Swagger Editor is a good WebUI (see live in action here) to build and edit a swagger/oas API spec.
It's an important starting point for a new user who approach swagger/oas syntax and concepts. For example, it highlight errors and let you generate and download a client/server in one click without using any CLI.
Unfortunately, as similar happened for swagger-codgen, community improvements and in general development was in some manner slowed down.
For example https://github.com/swagger-api/swagger-editor/issues/713 and https://github.com/swagger-api/swagger-editor/issues/1480
I think we have enough energy, as we are having success in doing openapi-generator, to fork it and improve without the frictions we could have proposing PRs to original project.
For me, this can be a valid idea if we find at least 5 improvements to do.
What do you think?
I like the fact that you start a discussion in an open area to share your idea. For me this is something very important.
If I can give you one advise (lesson learned from this project): do not underestimate the energy that is requested when you start a fork: rebranding, code cleanup, build and release engineering. I personally was surprised by everything that was requested to shape OpenAPI Generator and I was glad to see a team contributing to this effort.

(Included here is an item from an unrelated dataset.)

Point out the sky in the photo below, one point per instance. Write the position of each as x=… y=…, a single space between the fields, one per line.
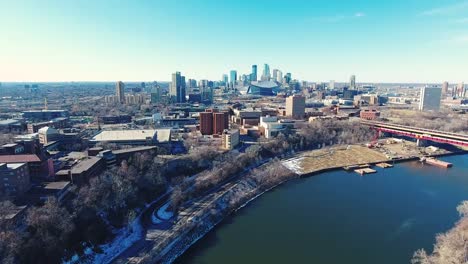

One the other side, I know that if a project is slowed down this can be really frustrating. This was the case for me working on swagger-codegen v3.
I think that the most important factor is the team that you can build around your project. This was a key in the success of OpenAPI Generator. There was a lot of people contributing, testing, giving feedback. This was not a single man thing.
Of course the "OpenAPITools" in github could be a new home for your project.
I can also mention the "swagger-parser" project where we were able to push our fixes requested by some use cases for OpenAPI-Generator users. We also managed to get a release in time for our release of OpenAPI-Generator. We will see how the relation evolves overtime but for the moment it is good enough to continue without having to fork the project.
Personally I prefer when people work together on an open-source project regardless of the company or of the interests. Sadly it is not always possible.
_PS: this is my very personal opinion. I do not know the "swagger-editor" code base and I am pretty new in the Swagger eco-system_
I personally think an editor would ideal. I have plans to begin exposing more details about generators (an effort to improve my Intellij plugin and add "feature" search to CLI). This will begin at the generator level, then would become exposed via CLI and then the online API project. This metadata would be extremely useful from the editor perspective.
I think it would be relatively simple to "rebrand" the editor and expose it as a Docker image that includes the online API as a backend. Here, rather than a hosted solution you would have full control and insight into the graphical interface.
I also plan, far down the road, to work on a standalone GUI editor and generator. My idea is to investigate how to migrate to native compilation via GraalVM.